Vectorized Python UDTFs¶
This topic introduces vectorized Python UDTFs.
Overview¶
Vectorized Python UDTFs (user-defined table functions) enable seamless partition-by-partition processing by operating on partitions as pandas DataFrames and returning results as pandas DataFrames or lists of pandas arrays or pandas Series. Vectorized Python UDTFs allow for easy integration with libraries that operate on pandas DataFrames or pandas arrays.
Use a vectorized UDTF when:
You need to process your data on a partition-by-partition basis instead of on a row-by-row basis.
You need to return multiple rows or columns for each partition.
You want to use libraries that operate on pandas DataFrames for data analysis.

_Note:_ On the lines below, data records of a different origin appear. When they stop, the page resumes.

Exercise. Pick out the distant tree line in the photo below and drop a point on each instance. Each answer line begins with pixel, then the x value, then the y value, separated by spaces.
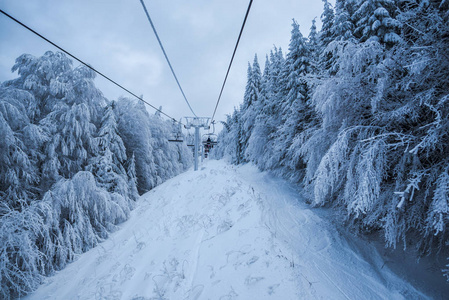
pixel 358 114
pixel 72 164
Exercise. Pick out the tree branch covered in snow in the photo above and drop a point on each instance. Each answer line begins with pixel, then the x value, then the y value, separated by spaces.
pixel 359 118
pixel 71 165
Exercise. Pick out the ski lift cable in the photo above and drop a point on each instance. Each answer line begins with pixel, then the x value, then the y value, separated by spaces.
pixel 232 58
pixel 85 64
pixel 166 57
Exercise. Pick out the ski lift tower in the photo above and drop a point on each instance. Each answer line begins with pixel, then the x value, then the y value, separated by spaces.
pixel 197 123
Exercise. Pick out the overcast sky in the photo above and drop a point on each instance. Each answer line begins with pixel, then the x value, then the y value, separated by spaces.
pixel 115 37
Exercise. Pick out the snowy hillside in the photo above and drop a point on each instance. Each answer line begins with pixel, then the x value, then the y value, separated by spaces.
pixel 226 232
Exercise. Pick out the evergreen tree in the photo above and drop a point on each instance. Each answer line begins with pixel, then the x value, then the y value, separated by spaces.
pixel 376 19
pixel 327 19
pixel 250 103
pixel 343 28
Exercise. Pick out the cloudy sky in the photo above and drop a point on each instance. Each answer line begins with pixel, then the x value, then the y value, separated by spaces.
pixel 115 37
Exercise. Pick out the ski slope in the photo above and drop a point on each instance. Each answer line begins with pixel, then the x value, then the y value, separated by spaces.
pixel 227 232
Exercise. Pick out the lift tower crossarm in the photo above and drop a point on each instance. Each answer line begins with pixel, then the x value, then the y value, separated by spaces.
pixel 197 123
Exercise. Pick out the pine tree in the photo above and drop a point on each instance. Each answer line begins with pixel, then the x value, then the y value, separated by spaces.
pixel 250 103
pixel 327 18
pixel 376 19
pixel 343 28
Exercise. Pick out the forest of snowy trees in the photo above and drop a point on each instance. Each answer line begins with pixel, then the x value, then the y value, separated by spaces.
pixel 358 114
pixel 72 164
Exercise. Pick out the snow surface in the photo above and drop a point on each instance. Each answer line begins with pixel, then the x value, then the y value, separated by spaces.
pixel 227 232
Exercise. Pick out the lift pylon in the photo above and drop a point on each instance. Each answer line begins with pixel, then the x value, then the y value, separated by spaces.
pixel 197 123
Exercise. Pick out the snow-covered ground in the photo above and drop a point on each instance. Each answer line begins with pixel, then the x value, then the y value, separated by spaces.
pixel 227 232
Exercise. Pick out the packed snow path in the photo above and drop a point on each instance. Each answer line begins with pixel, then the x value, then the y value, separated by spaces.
pixel 226 232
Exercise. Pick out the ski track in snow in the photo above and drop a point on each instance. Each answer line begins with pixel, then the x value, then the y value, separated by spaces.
pixel 226 232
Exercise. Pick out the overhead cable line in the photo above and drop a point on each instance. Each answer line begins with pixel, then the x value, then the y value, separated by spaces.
pixel 232 59
pixel 166 57
pixel 85 64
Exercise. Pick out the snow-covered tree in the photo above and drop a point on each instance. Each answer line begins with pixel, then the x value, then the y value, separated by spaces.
pixel 376 19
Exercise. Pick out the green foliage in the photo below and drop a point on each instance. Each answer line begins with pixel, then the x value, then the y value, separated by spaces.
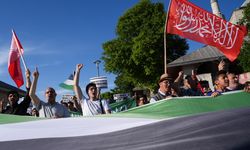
pixel 245 51
pixel 136 55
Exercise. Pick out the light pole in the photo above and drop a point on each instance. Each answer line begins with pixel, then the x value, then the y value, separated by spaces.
pixel 97 62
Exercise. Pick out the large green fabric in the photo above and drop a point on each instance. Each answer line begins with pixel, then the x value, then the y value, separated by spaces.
pixel 187 106
pixel 164 109
pixel 123 105
pixel 14 118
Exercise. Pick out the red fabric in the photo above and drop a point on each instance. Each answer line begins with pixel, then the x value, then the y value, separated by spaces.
pixel 190 21
pixel 14 67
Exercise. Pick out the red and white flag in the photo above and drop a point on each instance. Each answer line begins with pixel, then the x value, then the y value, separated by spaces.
pixel 16 50
pixel 192 22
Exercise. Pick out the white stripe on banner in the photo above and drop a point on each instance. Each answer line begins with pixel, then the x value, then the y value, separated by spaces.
pixel 68 127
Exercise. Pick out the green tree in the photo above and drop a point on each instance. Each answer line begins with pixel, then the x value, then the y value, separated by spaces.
pixel 245 51
pixel 136 55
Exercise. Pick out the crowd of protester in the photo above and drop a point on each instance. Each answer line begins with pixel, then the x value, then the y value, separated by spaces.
pixel 189 85
pixel 79 105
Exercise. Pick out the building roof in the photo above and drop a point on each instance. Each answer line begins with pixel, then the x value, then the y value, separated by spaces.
pixel 204 54
pixel 6 88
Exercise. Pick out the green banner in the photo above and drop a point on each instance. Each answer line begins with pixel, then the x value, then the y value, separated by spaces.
pixel 122 105
pixel 181 106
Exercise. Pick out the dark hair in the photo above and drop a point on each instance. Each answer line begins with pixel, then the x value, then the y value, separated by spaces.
pixel 89 85
pixel 13 92
pixel 221 72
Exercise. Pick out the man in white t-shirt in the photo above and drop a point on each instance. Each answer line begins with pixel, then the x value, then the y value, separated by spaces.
pixel 51 108
pixel 92 105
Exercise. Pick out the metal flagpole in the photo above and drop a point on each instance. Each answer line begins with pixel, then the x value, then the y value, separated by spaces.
pixel 165 40
pixel 25 67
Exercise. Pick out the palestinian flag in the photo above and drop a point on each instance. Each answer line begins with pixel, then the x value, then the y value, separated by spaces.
pixel 178 123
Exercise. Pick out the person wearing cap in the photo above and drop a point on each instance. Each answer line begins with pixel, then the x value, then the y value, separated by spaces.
pixel 51 108
pixel 92 105
pixel 190 87
pixel 14 107
pixel 221 82
pixel 164 88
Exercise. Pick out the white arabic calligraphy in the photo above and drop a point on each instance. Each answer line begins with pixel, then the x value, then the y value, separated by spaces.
pixel 205 25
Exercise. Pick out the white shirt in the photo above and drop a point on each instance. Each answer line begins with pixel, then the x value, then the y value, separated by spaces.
pixel 91 108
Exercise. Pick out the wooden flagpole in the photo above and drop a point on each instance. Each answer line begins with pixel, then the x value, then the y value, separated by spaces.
pixel 15 38
pixel 165 39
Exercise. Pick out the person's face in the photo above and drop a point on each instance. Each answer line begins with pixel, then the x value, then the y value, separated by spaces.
pixel 164 85
pixel 34 112
pixel 92 91
pixel 50 95
pixel 222 81
pixel 232 78
pixel 13 98
pixel 141 101
pixel 70 105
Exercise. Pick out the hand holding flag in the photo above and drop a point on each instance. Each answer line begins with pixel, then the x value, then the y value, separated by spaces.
pixel 14 68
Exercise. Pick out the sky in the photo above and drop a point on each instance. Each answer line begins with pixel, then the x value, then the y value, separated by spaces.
pixel 58 34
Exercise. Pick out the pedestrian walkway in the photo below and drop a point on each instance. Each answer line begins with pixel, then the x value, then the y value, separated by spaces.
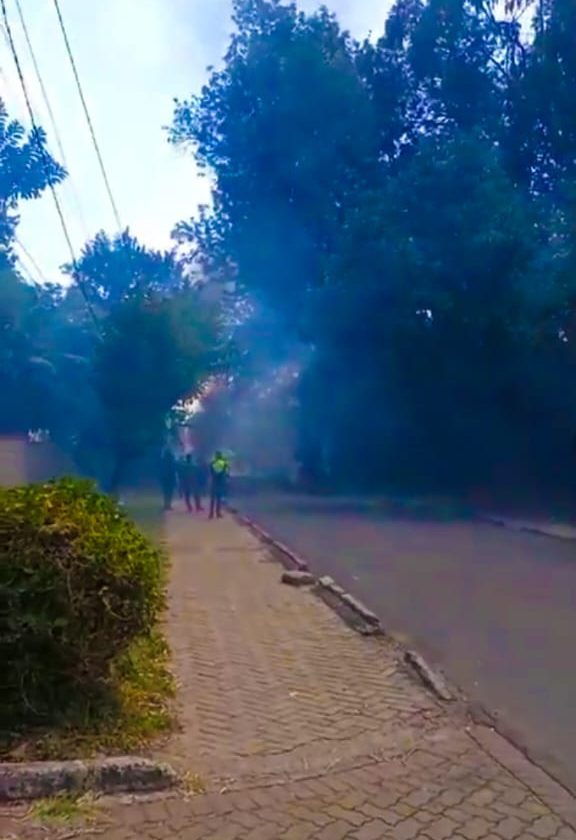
pixel 294 726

Getting Started with Vectorized Python UDTFs¶
To create a vectorized Python UDTF:
Optionally, define a handler class with an
__init__
method which will be invoked before processing each partition.Do not define a
process
method.Define an
end_partition
method that takes in a DataFrame argument and returns or yields apandas.DataFrame
or a tuple ofpandas.Series
orpandas.arrays
where each array is a column. The column types of the result must match the column types in the UDTF definition.Mark the
end_partition
method as vectorized using the@vectorized
decorator or the_sf_vectorized_input
function attribute. For more information, refer to Vectorized Python UDFs. The@vectorized
decorator can only be used when the Python UDTF is executed within Snowflake, for example, when using a SQL worksheet. When you are executing using the client or a Python worksheet, you must use the function attribute.
Note
To access the columns of the DataFrame corresponding to the input arguments,
use indices 0, 1, 2, etc. For example, use df[0]

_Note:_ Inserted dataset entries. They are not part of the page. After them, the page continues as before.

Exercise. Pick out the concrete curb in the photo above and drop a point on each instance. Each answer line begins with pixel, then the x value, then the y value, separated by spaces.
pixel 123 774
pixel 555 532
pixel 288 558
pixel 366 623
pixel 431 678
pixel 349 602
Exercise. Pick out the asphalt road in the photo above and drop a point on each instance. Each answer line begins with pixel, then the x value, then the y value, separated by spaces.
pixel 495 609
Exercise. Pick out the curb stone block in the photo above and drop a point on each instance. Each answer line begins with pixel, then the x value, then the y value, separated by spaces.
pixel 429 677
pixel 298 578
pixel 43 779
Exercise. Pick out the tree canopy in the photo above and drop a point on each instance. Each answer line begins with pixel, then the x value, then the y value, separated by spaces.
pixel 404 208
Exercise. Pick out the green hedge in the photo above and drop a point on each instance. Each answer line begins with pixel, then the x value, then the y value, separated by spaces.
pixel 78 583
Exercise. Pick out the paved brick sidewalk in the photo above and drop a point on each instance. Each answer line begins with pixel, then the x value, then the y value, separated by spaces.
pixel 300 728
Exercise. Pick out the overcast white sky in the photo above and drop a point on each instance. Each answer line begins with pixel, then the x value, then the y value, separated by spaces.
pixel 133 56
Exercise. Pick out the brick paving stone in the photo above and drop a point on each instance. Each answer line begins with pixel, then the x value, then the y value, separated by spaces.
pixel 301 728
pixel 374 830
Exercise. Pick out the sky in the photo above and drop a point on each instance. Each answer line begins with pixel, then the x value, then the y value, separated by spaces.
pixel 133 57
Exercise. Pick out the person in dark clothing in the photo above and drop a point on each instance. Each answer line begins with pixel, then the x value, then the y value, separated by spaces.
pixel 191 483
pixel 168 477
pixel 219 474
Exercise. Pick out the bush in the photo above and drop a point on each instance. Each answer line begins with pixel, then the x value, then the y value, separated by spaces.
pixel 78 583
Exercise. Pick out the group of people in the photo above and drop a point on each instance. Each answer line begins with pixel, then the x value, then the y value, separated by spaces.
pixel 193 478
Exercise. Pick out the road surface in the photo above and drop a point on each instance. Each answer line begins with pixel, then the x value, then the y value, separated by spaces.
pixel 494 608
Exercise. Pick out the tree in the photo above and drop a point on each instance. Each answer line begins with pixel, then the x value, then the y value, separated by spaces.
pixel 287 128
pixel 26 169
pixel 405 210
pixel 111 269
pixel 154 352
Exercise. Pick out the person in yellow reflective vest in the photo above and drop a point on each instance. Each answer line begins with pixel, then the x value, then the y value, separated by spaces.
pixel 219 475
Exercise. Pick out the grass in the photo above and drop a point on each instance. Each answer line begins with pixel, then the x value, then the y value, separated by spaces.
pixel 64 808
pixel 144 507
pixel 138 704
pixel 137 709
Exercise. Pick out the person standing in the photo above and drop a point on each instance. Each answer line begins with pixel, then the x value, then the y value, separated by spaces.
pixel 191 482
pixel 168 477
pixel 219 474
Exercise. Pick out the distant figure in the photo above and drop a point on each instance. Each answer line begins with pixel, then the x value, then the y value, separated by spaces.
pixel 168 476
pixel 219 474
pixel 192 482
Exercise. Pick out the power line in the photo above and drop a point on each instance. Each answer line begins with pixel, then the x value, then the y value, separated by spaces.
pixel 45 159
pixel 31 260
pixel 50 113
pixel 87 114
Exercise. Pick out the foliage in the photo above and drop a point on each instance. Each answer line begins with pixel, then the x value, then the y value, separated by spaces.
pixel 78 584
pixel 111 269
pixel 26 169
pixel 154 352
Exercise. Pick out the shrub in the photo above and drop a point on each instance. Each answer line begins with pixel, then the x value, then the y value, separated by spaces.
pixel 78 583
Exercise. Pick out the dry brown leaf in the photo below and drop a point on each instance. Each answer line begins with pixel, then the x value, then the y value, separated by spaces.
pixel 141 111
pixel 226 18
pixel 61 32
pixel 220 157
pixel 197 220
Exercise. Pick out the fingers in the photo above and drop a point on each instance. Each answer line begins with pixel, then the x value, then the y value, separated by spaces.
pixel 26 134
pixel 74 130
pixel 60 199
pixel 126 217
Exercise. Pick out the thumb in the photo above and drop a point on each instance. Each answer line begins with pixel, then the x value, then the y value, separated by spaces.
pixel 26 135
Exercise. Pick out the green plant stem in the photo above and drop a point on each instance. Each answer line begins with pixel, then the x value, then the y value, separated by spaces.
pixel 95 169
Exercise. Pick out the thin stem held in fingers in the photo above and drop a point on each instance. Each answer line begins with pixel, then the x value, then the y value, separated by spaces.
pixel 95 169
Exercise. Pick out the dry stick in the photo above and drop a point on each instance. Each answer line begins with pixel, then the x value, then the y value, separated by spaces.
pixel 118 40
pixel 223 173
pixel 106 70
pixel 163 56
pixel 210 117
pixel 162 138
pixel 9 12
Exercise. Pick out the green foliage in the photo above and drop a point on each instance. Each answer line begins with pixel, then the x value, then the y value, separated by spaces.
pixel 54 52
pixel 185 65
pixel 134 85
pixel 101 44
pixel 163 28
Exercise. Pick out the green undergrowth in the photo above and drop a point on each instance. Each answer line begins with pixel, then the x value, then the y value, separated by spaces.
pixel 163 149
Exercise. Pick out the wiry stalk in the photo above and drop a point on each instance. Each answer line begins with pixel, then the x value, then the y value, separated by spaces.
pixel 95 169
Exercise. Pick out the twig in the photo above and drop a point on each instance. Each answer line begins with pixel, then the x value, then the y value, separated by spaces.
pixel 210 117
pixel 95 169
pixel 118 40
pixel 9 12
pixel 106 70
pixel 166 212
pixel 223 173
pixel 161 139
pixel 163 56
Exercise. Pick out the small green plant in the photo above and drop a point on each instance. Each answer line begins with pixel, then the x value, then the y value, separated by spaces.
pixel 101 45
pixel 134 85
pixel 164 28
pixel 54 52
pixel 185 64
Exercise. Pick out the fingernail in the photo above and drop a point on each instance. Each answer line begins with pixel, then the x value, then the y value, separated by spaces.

to access the first column.
Here is an example of creating a vectorized Python UDTF using the @vectorized
decorator.
from _snowflake import vectorized
import pandas
class handler:
def __init__(self):
# initialize a state
@vectorized(input=pandas.DataFrame)
def end_partition(self, df):
# process the DataFrame
return result_df
Here is an example of creating a vectorized Python UDTF using the function attribute.
import pandas
class handler:
def __init__(self):
# initialize a state
def end_partition(self, df):
# process the DataFrame
return result_df
handler.end_partition._sf_vectorized_input = pandas.DataFrame
Note
A vectorized UDTF must be called with PARTITION BY clause to build the partitions.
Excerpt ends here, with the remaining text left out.